Marmara kolejinin salonundaki konseri nasıl anlatsam bilmem ki! 1 kere saz çalan gençlerin hepsi konservatuar mezunuydu. Hiç ses tertibatı yoktu. Keman, kanun, violonsel ve ut öz sesleriyle çaldılar. Münip hoca da mikrofonsuz okudu. Olamaz böyle güzellik. Koskoca salondan çıt çıkmadan dinledik. Zaten açılış konuşmasında Nevzat hoca bence en güzel cümleyi söyledi. “müziği eğlenmek için değil de, sanat için dinlemenizi umuyorum.” Bundan güzel anlatılamazdı.

Oturduğun koltuğumda yapıştım. Nefes almayı bile unutacak kadar kendimden geçtim. Münip Utandı; Dede efendi’den başladı. Lemi Atlı’lar, hepsini sayamayacağım kadar bestekarların şarkılarını nasıl okudu. Sanki şarkı söylemiyordu da konuşuyordu. Konser sonunda dinleyenlerin ayakta alkışlarıyla, hoca 3 kere bis yaptı. Uçtum resmen.

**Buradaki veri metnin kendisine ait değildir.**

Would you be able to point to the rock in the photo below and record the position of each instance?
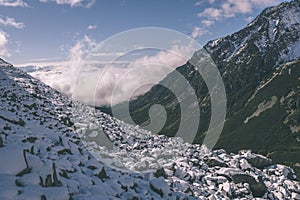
(216, 162)
(295, 196)
(102, 175)
(160, 173)
(259, 161)
(159, 186)
(258, 189)
(1, 142)
(226, 187)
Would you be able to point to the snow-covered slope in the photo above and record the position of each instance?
(46, 153)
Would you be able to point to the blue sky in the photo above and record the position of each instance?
(46, 30)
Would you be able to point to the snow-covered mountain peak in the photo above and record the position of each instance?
(50, 150)
(275, 28)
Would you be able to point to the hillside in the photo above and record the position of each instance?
(50, 149)
(260, 69)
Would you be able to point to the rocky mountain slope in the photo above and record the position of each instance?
(260, 69)
(50, 149)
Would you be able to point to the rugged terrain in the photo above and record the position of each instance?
(260, 68)
(50, 148)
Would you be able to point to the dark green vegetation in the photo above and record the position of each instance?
(261, 72)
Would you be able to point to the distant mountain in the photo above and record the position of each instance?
(49, 146)
(260, 67)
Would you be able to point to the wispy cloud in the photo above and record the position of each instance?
(199, 31)
(11, 22)
(13, 3)
(73, 3)
(3, 44)
(92, 27)
(231, 8)
(123, 78)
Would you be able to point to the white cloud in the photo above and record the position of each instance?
(12, 3)
(92, 27)
(207, 23)
(73, 3)
(3, 44)
(230, 8)
(12, 22)
(211, 13)
(198, 32)
(124, 77)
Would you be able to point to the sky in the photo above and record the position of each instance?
(37, 31)
(83, 48)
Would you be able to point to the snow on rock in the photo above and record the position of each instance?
(12, 160)
(50, 149)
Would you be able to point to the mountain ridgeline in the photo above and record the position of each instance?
(260, 67)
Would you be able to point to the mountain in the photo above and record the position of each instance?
(260, 67)
(50, 148)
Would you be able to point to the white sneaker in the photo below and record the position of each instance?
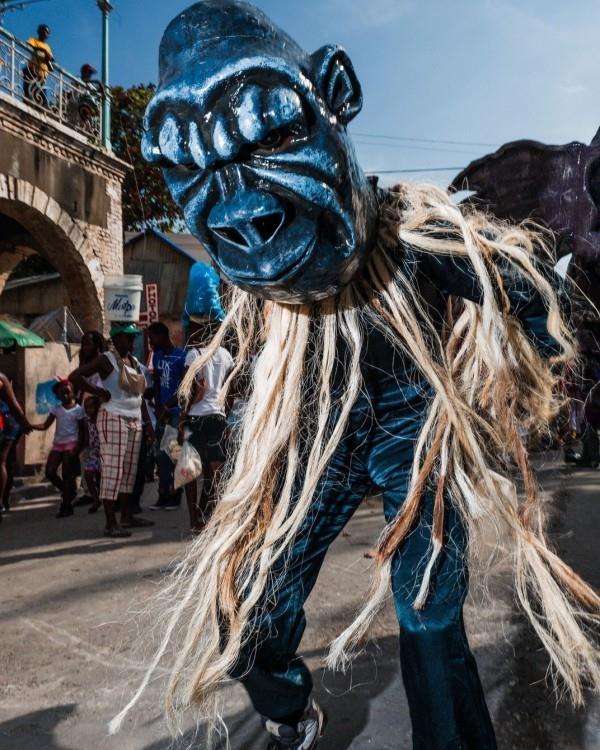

Her şeye maydanoz olduğumdan bu derneğe de üye oldum. Derneğin amacı sadece müzik değilmiş. Sanatın bütün dallarında faaliyet göstermek. Kurslar açmak. Sergi, paneller yapmakmış. Bende güzel olan şeyleri seviyorum ya. Artık her Salı onların toplantılarına katılmayı ve bende ne yapabilirime bakacağım. Bellimi olur bu yaştan sonra daha değişik faaliyetlerde bulunabilirim. İçimdeki gizli yetenekleri ( tek yetenek de değil. Çoğul. Kendimi beğenmezsem çatlarım.) dışarı çıkarırım. Hadi bana kolay gelsin. Du bakaliii! Daha neler etceeem!